Where I had issues is I didn't stack the wood high enough off of the floor, and getting the heat below the stack was rough. I would also on a regular basis (once a day) move the heater location to a different area around the stack so one area didn't dry faster than another.

Is it a professional setup? Nah, but it works, and cost me a $19.oo heater and a $3.oo tarp, and a thermometer on top of the stack to keep track of the temp. Thermometer is nothing more than a outdoor wall mount type.

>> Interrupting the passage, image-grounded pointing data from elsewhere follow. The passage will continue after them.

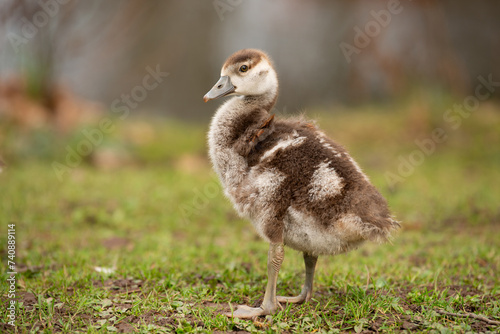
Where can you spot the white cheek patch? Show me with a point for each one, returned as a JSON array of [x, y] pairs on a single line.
[[325, 182]]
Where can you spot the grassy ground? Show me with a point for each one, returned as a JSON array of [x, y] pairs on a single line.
[[175, 256]]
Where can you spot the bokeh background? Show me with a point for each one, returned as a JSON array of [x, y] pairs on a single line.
[[104, 167], [98, 51]]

I've used it on other wood drying as well.


----------



## rayking49 (Nov 6, 2011)

Cool. I
Guess what is confusing to me is do I out the thermometer inside or on top of the stack on the tarp outside. I was thinking like a grill type thermometer with a probe sticking thru the tarp I guess.


----------



## aardvark (Sep 29, 2011)

No. 
I situate a thermometer where I can look down the open slit on top, just to see how my wood is cooking.
130 deg means bugs are killed, and edible (or not) after a length of time. I like to keep it running around 90 deg (don't ask why...just my preference).


----------



## rayking49 (Nov 6, 2011)

I gotcha. I tend to make things more difficult sometimes I guess. Thanks very much for answering my questions.


----------



## aardvark (Sep 29, 2011)

Welcome.
This process is NOT a professional kiln, but it has worked for me on multiple occasions. I dry some fairly big pieces like 42" round x 6" thick hollow maple logs, that I use for table bases. They took 3 months to dry from 30% due to their massiveness and I lost a few, due to cracking (which was counted on). 
Unlike many who would prefer to air dry, I don't have the time or space to waste for that. I can't wait years. In fact we are moving in 1.5 years, so my wood needs dried, finished and sold before the move. The rule of thumb "1 year per inch" is unacceptable to me, even if I had the space and time. 
So I do lose a few boards due to cracking (Mainly on large irregular pieces), but the loss is acceptable, considering the alternative.


----------